Monday, May 27, 2024

Muhammad Machulo – Gasherbrum 2 summit

Muhammad Machulo became the first person to raise the green flag of Pakistan on the top of Gashabrum 2(8035m) for the fifth time.

Muhammad, who was working as a HAP/Sherpa with KTP for their clients from USA and Spain, reached the summit of the 13th highest mountain today at 11:30 am. KTP also confirmed the summit news of other climbers Mr, Luis Cortadellas, Mr.Gonzalo and Mr.Elyse Dalton. All climbers were safely returned back to camp 3 from the summit.

Muhammad (50) from the village of Machulo Baltistan, (Hushe Valley) began his high altitude climbing career in the mountains of Karakoram with his first summit on G2 in 1998. He went back to G2 and repeated the summit right the next year in 1999. In 2004, Muhammad and Hussain( Little Hussain) both from Machulo village became the first native climbers from Baltistan to reach the summit of K2(8611m), the second highest mountain on earth. That year was also the golden jubilee of K2’s first summit of 1954 by the Italians. The, then young climber got twice more opportunities to be on the summit of G2 during 2007 and 2013. On July 18th, 2021, Muhammad did it again for the fifth time and made this glorious history.

Muhammad’s story in the notorious peaks of Pakistan been amazingly interesting and full of bravery. Not only has he summitted K2 and the Gashabrums, he also played major roles in mind-blowing high altitude search, rescue and body recovery.

In 2007, Muhammad played an heroic role retrieving the body of Austrian Markus Kronthaler from the summit ridge of Broad Peak (8047m), Karakoram. Kronthaler had died one year earlier in 2006 from exhaustion on the descent after successfully summiting the peak via the normal route. The rescue expedition was organized and funded by Markus’ brother, Georg Kronthaler.
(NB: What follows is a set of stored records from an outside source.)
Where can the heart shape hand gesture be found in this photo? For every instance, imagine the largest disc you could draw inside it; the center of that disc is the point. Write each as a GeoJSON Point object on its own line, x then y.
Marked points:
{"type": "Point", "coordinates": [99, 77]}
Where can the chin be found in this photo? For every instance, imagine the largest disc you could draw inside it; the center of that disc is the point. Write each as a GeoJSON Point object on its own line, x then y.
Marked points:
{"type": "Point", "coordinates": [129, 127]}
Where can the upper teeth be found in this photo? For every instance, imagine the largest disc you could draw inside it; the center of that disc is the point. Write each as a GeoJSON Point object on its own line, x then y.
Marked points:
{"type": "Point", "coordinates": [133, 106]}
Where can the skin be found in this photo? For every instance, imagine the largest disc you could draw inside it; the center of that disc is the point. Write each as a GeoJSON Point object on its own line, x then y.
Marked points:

No other 8000m high altitude body rescue mission ever happened in the history of mountaineering until then!!

Muhammad was selected to lead this rescue expedition based on his talent and experience on Nanga Parbat from 2006, when he and his rescue team with the help of Pakistan Army became successful to find out the body of Jose Antonio Delgado, 41, from Venezuela, one of Latin America’s leading climbers, who became stranded in snowstorm at a height of 7,400 meters (24,280 feet) during his ascent of the world’s ninth- highest mountain on July 12,2006. In consent with his wife and family, Mr. Delgado was properly buried near his tent at 7400m on Nanga Parbat.

Before going to the mountain summits, Muhammad, like most of other men in his mountain community of Hushe Valley started working hard at early age as a low altitude porter. He was strong and never feared to go first in many camps on the glaciers and moraines of Karakoram. Before the launching of Ghondoghoro Rescue Guides, Muhammad helped so many porters to crossing over the Ghondoghoro Pass on both ascend and descend, and received enormous appreciation and respect among the Baltoro community.

After working together in the mountains for some time, he and Ali Sadpara (late) were very close friends. They went on Nanga Parbat twice together in winter. Last February, when Mr. Sadpara didnt come back from the K2 Winter, Muhammad looked heart broken and said on an occasion with tears in his eyes that from now on I will dedicate every summit to my friend Muhammad Ali, we cant fulfill the loss of his type of talented mountaineer for years and years!!